Charbonnier put an equal sign between the religion of the colonists — the religion of the Crusaders and missionaries who were in the vanguard of colonial enslavement — and Islam, a religion practiced mainly by oppressed peoples who were conquered by colonialism and have been attacked repeatedly by the military forces of Washington, London, Paris, Berlin, Rome, etc.
Falsely equating oppressed and oppressor
This attitude is a reflection of French ruling-class society. When the French colonized Algeria, they classified the Algerian people as French and called Algeria a province of France. They even put puppet delegates in the French parliament to sustain the fiction that “We are all French.”
In 2005 when the mainly Arab and African-Muslim youth of the Paris suburbs carried on a rebellion for three weeks against poverty, unemployment and lack of opportunity, one of their demands was to force the French government to keep statistics on how many people in France were of foreign origin.
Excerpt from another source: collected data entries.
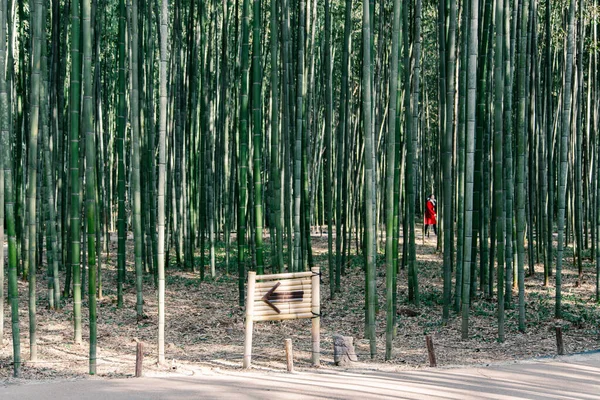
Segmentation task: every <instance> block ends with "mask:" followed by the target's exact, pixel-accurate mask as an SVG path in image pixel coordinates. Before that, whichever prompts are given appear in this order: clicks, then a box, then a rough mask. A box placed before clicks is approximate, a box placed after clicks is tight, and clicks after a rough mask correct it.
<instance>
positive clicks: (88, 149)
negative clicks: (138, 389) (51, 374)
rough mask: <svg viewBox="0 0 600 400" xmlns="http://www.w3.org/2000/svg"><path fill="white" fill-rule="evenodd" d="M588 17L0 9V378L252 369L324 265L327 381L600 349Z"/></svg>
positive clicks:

Algerians, North Africans and their descendants who live in France are not counted as foreign. They are just categorized as “French citizens” and therefore cannot prove discrimination on the basis of race or nationality.
Imagine if African Americans were not counted as such or if Chicanos were not regarded as Latino/a by the U.S. government. There could never be an affirmative action program if everyone was just an “American.”
This is the chauvinist attitude that lies behind the magazine Charlie Hebdo. Charbonnier was supposed to be a “leftist.” But no genuine leftist, certainly no communist, could ignore the question of national oppression. This is not a matter of “free speech,” but rather a matter of hate speech that has the result of fueling right-wing, racist forces to carry out discrimination, harassment and violence against Muslims.
The second-largest party in France’s last election and a menacing force is the National Front, a fascist organization that has made Islamophobia and restrictions on the Muslim community the center of its program. These cartoons feed the frenzy of Islamophobia, not just in France but in Germany, where the Patriotic Europeans Against Islamization recently organized 18,000 marchers in Dresden. The Sweden Democrats Party, which is anti-Islamic, draws 15 percent of the vote. The United Kingdom Independent Party, the Golden Dawn in Greece and other right-wing, fascist and Islamophobic parties are growing in the atmosphere of the capitalist economic crisis.
High unemployment and poverty are creating the ground for racism and divide-and-conquer tactics.
The democratic right of free speech for progressives, workers, oppressed communities and all organizations that have to fight against capitalist reaction is extremely important. This right, however, is highly restricted in capitalist society because the rich own the media, the publishing houses, the film studios, the great printing establishments and paper supplies, etc., while the bourgeoisie has its point of view put forward 24/7 every day and in every way.
But the “right” of the Ku Klux Klan, the John Birch Society, the Tea Party, etc., to vilify African Americans, Latinos/as, immigrants, women and lesbian-gay-bi-trans-queer people should be suppressed by the people themselves in a struggle against these hatemongers. In the same way, the progressive forces in France should wake up and shut down the racist forces spawned by French imperialism.
Above all, the movement in the U.S. has to guard against the continued step-up in racism, Islamophobia and intensification of police activity on the local and federal level.